There are a lot of unspoken rules and do’s and don’ts in Italian culture. A lot of rules can be learned in the work setting, which is where I have done a lot of observing through my internship. My internship for the Fall semester is at Flexline Tech, a software company in Arezzo. The software centers around photo editing with a specialization in jewelry in the commercial world. The atmosphere is very relaxed and my co workers seem very close because of the company’s small size. I am enjoying learning about the software and working on the blogs that the company runs. Its been a couple of weeks since my internship began, but I am already observing and enjoying some of the perks that come with interning at an Italian owned company. First thing, lunch time is important! My internship is open from 8:30-12:30pm. From 12:30pm to 2:30pm the office is closed for lunch. I found this somewhat shocking at first, but I actually enjoy the concept a lot. In America, stores usually do not close for lunch. Here in Italy, meal times in general are very important. With the 2 hour lunch break I notice my co workers come into work more refreshed and focused. The result is quality work and customer service. Another is that coffee is important. There is a free coffee machine at my internship, which I enjoy a lot.
Now that I have covered some norms and observations about the work culture in Italy, I will now cover some dos and dont’s in Italian culture.

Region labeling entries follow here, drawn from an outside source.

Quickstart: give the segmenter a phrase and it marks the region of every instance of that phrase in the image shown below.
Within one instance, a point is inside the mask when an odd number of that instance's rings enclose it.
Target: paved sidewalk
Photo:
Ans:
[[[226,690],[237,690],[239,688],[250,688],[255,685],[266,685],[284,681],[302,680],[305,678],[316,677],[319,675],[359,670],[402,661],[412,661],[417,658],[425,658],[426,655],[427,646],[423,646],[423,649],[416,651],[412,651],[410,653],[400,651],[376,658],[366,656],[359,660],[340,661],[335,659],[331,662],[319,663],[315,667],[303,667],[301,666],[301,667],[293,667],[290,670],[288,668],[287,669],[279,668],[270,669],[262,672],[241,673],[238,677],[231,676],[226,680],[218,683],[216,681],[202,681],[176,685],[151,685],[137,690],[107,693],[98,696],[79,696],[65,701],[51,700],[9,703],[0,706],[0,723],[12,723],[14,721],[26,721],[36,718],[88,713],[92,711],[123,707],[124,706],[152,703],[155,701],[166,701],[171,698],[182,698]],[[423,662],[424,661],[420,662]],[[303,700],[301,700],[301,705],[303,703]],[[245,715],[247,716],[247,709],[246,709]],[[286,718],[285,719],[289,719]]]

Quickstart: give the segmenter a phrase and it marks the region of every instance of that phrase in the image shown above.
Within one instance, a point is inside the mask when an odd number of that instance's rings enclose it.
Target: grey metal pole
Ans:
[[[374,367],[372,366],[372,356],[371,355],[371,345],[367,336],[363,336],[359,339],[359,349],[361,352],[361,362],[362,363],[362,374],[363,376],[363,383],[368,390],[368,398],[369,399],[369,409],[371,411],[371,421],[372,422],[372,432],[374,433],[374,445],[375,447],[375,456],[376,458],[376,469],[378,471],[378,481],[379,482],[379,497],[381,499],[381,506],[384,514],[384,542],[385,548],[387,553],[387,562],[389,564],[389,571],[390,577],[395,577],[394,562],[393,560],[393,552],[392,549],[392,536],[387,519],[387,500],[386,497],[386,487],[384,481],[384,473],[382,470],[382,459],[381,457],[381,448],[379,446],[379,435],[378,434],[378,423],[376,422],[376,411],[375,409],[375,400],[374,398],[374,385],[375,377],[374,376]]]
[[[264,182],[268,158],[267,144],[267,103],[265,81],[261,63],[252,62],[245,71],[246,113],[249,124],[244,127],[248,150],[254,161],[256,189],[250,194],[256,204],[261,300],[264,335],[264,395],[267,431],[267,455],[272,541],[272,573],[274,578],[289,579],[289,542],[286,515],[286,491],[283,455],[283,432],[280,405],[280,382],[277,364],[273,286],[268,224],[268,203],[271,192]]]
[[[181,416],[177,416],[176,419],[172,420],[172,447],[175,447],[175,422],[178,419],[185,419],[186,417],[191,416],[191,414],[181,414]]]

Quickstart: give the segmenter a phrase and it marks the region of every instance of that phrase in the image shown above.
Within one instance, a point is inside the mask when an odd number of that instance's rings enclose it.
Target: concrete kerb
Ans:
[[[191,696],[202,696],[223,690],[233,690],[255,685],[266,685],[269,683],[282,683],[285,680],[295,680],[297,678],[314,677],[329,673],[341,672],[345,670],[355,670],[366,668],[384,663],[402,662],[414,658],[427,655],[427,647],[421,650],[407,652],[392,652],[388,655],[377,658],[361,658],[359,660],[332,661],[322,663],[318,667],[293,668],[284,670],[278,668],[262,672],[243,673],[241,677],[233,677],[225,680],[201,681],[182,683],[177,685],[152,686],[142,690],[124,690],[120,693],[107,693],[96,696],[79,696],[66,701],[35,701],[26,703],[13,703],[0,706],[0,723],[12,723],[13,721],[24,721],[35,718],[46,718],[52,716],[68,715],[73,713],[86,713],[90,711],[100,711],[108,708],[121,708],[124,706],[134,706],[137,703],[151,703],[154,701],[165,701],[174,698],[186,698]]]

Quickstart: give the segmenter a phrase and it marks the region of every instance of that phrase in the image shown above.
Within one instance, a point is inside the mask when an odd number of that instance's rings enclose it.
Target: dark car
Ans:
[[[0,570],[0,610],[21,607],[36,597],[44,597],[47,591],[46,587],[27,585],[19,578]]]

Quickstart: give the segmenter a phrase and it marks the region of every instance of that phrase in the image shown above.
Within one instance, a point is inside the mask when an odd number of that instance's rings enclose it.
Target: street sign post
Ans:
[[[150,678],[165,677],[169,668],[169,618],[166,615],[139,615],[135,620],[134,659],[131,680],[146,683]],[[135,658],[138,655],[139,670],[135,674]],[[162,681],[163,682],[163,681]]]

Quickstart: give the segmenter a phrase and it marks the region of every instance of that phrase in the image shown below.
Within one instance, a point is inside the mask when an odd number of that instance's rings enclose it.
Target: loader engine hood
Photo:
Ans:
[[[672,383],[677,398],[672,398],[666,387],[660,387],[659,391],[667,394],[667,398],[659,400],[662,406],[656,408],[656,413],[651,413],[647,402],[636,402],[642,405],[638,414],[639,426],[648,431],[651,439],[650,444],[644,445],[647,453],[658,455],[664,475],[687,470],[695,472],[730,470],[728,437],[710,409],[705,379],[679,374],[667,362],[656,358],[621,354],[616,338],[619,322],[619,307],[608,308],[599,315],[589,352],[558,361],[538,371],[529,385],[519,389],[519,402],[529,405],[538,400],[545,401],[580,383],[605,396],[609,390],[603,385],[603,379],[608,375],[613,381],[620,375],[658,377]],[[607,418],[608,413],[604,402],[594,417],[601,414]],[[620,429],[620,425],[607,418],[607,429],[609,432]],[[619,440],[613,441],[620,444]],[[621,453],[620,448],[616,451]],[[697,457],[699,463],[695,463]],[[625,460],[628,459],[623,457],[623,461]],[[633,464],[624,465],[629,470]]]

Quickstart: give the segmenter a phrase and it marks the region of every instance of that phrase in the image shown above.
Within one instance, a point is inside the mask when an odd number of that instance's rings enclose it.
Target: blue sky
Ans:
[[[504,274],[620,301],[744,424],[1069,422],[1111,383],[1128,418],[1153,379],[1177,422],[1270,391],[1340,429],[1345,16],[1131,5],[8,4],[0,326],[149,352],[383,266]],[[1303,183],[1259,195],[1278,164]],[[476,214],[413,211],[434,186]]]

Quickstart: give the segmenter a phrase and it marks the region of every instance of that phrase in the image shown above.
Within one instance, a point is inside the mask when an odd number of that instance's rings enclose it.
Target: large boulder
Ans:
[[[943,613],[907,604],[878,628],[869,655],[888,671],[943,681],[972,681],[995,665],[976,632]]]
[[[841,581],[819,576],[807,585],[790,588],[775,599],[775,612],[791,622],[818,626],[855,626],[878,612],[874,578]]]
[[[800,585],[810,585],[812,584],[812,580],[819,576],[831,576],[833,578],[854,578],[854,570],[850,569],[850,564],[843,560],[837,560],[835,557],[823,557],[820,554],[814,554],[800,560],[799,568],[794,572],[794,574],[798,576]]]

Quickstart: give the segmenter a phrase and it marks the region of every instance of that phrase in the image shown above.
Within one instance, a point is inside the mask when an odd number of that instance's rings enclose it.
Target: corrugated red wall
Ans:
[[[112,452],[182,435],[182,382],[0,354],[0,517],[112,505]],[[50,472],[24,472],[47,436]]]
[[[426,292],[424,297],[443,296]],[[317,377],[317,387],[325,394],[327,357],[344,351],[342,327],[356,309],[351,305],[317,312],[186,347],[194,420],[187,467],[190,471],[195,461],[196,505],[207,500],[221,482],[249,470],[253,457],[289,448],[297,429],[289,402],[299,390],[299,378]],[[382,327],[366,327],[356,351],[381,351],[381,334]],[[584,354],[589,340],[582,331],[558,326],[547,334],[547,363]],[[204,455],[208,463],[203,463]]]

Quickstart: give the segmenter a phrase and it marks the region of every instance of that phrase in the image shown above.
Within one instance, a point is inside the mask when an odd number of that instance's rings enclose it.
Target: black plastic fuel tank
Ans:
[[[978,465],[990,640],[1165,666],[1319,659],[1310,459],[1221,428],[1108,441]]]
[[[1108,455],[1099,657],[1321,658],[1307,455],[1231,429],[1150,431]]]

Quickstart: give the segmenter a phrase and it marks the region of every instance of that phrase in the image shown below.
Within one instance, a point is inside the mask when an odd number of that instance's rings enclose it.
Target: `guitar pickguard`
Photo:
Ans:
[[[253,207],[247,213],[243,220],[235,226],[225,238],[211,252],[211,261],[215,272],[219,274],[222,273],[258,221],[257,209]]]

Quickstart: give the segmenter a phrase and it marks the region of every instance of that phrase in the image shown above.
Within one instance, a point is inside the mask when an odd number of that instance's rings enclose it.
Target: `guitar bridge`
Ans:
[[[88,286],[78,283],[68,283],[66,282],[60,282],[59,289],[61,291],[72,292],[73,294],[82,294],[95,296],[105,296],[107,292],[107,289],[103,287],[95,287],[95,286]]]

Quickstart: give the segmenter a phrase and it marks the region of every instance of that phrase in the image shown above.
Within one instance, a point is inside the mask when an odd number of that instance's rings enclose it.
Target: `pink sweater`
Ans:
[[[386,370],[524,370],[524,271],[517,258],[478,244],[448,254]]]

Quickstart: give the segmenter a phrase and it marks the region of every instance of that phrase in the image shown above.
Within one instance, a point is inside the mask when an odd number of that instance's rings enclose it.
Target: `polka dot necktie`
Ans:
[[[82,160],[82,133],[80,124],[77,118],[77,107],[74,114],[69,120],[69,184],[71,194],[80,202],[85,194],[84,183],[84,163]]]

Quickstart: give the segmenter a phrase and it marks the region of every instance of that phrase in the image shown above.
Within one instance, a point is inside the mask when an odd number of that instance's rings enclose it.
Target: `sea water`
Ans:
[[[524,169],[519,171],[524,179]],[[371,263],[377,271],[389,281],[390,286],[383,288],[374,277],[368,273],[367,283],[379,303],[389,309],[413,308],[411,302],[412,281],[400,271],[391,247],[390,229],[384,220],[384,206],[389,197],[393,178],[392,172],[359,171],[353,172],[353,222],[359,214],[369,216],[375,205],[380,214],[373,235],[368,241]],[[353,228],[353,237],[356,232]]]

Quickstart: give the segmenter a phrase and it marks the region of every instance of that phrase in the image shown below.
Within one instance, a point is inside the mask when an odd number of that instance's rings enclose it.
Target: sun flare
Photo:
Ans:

1- I have observed that being loud in public, especially when drinking, is something that can be frowned upon here. In America, it is common for people to act loud and belligerent when there are even slightly intoxicated. Because the drinking culture here is so relaxed, and having beer with lunch is considered normal, Italians are much more in tune with the conversations they are having with each other.
2- Another thing I have noticed is that pets are everywhere! A long with this, pets are trained and obedient. This is something that is not common for most pets in America… which is why having pets in public in the US is not very common (unless the pet is a service animal). When pets misbehave in public in Italy, it is looked down upon.
3-A big “Do” in Italy is to have style! Even when Italians are making a quick trip to the grocery store, they dress up. It is definitely something I have grown to admire (and try to do). This is even similar in the work place. Even though my coworkers at my internship usually only talk to customers on the phone or via skype, they usually are aware of what they are wearing.